Automatically Download and Rename Your LabCorp PDFs
Tags: automation, health, software • Categories: Learning, Software, Uncategorized
Over the last couple of years, I’ve incrementally tried to improve my understanding of my health. Part of this is understanding my lab work and collecting the data in a way that I can personally understand and analyze it. In order to do this, I needed to download all of my past LabCorp PDFs. My goal in downloading these PDFs is to funnel them into my custom GPT, which will extract the results into a nicely formatted CSV that I can then copy and paste into Google Sheets. This enables me to easily graph, chart, and otherwise analyze my blood work results.
Given the lack of a straightforward way to download all PDFs from the LabCorp website, I created scripts to automate the downloading and renaming of the PDFs for easier analysis and storage.
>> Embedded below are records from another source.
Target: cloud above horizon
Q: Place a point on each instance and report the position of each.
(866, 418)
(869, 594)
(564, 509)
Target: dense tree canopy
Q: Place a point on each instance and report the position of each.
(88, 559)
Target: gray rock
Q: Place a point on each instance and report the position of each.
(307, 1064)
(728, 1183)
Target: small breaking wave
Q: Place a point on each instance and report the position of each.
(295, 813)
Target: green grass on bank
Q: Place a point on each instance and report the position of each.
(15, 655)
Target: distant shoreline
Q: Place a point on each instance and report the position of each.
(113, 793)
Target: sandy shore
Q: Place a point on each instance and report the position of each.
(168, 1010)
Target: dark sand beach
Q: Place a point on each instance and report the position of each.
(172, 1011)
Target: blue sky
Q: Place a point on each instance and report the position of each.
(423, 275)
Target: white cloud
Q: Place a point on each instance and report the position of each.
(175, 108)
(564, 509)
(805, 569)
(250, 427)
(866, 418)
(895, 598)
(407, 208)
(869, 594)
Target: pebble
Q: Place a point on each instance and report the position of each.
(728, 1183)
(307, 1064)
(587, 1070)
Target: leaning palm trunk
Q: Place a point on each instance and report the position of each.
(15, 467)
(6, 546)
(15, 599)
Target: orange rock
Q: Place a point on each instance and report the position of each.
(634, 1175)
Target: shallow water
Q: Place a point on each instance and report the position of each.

This process is detailed below.
Download All LabCorp PDF
First, log in to your labcorp online account and navigate to the results page.
If you view the network requests, you’ll notice that this API is being called https://portal-api.patient.cws.labcorp.com/protected/patients/current/linkedAccounts/results/headers/all
.
{
"id": 3779450413,
"accountName": "Some Provider",
"orderingProviderName": "J Doe",
"dateOfService": "2023-10-05T21:30:00.000Z",
"reportDate": "2023-10-06T15:10:00.000Z",
"dashboardCategory": "recently_viewed",
"weHealthEligible": false,
"pid": 17651317,
"patientName": "Mike Bianco",
"hasMinimumDataForPdfRetrieval": true,
"isDetailAvailable": true
}
You can extract the ID field that you can extract and plug into a download URL to grab the PDF:
https://portal-api.patient.cws.labcorp.com/protected/patients/current/results/3787290962/pdf
If you copy the raw JSON from the API call and then execute the following shell script, you’ll download all of the PDFs.
pbpaste | jq -r 'map(.id | "https://portal-api.patient.cws.labcorp.com/protected/patients/current/results/" + (. | tostring) + "/pdf")[]' | while read url; do
open -a Safari "$url"
sleep 0.5
done
Rename PDFs
However, they are all named something useless. Copy all the PDFs to a dedicated folder and then run this script to extract the collection date and rename the files.
You’ll need to brew install pdftotext
for this to work.
rename_files_with_date_collected() {
folder_path=$1
for pdf in "$folder_path"/*.pdf; do
text=$(pdftotext "$pdf" -)
date_collected=$(echo "$text" | grep -Eo 'Date Collected: [0-9]{2}/[0-9]{2}/[0-9]{4}' | head -n 1 | cut -d' ' -f3)
if [[ -z $date_collected ]]; then
echo "Error: No date detected in $pdf"
continue
fi
formatted_date=$(echo $date_collected | sed 's/\//./g')
base_new_filename="${pdf:h}/LabCorp-$formatted_date.pdf"
new_filename="$base_new_filename"
counter=1
if [[ -f $new_filename ]]; then
new_filename="${base_new_filename%.pdf}-$counter.pdf"
while [[ -f $new_filename ]]; do
((counter++))
new_filename="${base_new_filename%.pdf}-$counter.pdf"
done
fi
mv "$pdf" "$new_filename"
done
}
rename_files_with_date_collected ~/path/to/folder
What’s interesting about this script is it could be easily modified to rename any sort of PDFs in a folder based on their text content. This is super helpful when mass downloading poorly named PDFs from online services.